Между тем, Кокрофт не предлагает нам никакой связной стратегии борьбы с коррупцией. Он скорее призывает развитые страны оказать развивающимся странам поддержку в организации антикоррупционных кампаний и указывает на необходимость повышения степени прозрачности в добывающей промышленности. Он также призывает объединить усилия стран Большой Двадцатки в борьбе с коррупцией и даже предлагает преследовать коррумпированных чиновников средствами Международного уголовного суда. Он утверждает, что борьба с коррупцией должна складываться из четырёх составляющих: сокращение масштабов теневой экономики, ограничение числа оффшорных юрисдикций, усиление контроля над международной торговлей природными ресурсами и борьба с организованной преступностью. Он также возлагает большие надежды на положительное влияние новейших информационных технологий, что мне представляется довольно сомнительным пунктом.

Главные выводы книги «Глобальная коррупция» (англ.
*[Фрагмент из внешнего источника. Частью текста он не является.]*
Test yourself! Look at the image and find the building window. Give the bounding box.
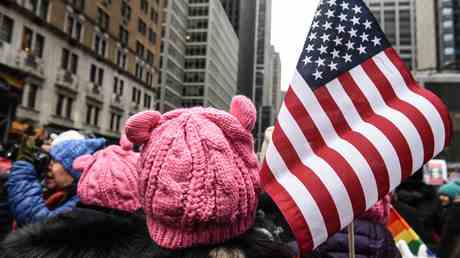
[90,64,104,86]
[70,0,85,11]
[138,18,147,35]
[135,62,144,80]
[93,33,106,57]
[144,93,151,108]
[21,27,45,57]
[445,47,454,56]
[132,87,141,104]
[136,41,145,58]
[188,19,208,29]
[150,8,158,23]
[0,14,14,43]
[184,72,205,83]
[444,33,454,42]
[86,104,100,126]
[119,26,129,46]
[443,20,453,29]
[113,76,124,95]
[140,0,149,13]
[185,59,206,69]
[188,32,207,42]
[148,28,156,43]
[146,51,154,65]
[96,8,110,31]
[121,1,131,20]
[186,45,206,56]
[26,84,39,109]
[116,48,127,70]
[146,71,153,87]
[38,0,49,20]
[61,48,79,74]
[66,14,82,41]
[55,94,73,120]
[443,8,453,16]
[188,6,209,16]
[110,112,122,132]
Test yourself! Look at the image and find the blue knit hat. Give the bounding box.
[438,180,460,201]
[49,138,106,179]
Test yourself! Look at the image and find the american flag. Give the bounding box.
[261,0,452,254]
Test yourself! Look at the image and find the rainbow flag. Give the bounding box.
[386,207,435,257]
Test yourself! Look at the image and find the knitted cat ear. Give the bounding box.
[73,154,96,172]
[125,111,162,145]
[230,95,257,131]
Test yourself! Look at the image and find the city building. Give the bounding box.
[272,49,282,113]
[254,0,273,149]
[364,0,416,69]
[183,0,239,110]
[158,0,239,111]
[414,0,460,162]
[158,0,187,112]
[220,0,258,99]
[0,0,163,141]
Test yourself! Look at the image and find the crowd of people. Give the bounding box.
[0,96,458,258]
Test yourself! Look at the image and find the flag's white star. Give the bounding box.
[338,13,347,22]
[328,61,338,71]
[348,28,358,38]
[371,36,382,46]
[340,2,349,10]
[313,69,323,80]
[331,49,340,59]
[312,21,320,29]
[320,33,330,42]
[325,9,334,18]
[301,55,312,65]
[352,5,362,14]
[360,32,369,42]
[323,21,332,30]
[315,57,325,67]
[337,24,346,34]
[346,40,354,50]
[351,16,360,26]
[309,32,317,41]
[327,0,337,6]
[315,9,322,17]
[305,44,315,53]
[318,45,328,54]
[363,20,372,30]
[333,36,343,46]
[343,53,352,63]
[357,45,367,54]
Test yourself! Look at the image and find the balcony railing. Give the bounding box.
[15,51,45,78]
[87,82,104,100]
[56,69,78,92]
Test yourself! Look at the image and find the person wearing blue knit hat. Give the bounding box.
[6,138,105,226]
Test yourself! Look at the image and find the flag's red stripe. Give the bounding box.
[361,59,434,166]
[272,121,341,235]
[384,48,453,147]
[314,86,390,199]
[284,87,367,214]
[260,162,313,252]
[338,72,413,180]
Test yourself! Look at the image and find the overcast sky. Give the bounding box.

Global Corruption) заключаются в том, что современная коррупция является отличительной чертой экономик, живущих за счёт одного ресурса, и недемократических режимов и что это зло не смогло бы охватить столько стран, если бы этому не способствовали те самые западные государства, которые его осуждают. Кокрофт делает довольно убедительный вывод о том, что Запад, который в целом смог победить коррупцию в своём обществе, теперь обязан сделать то же самое во всем мире.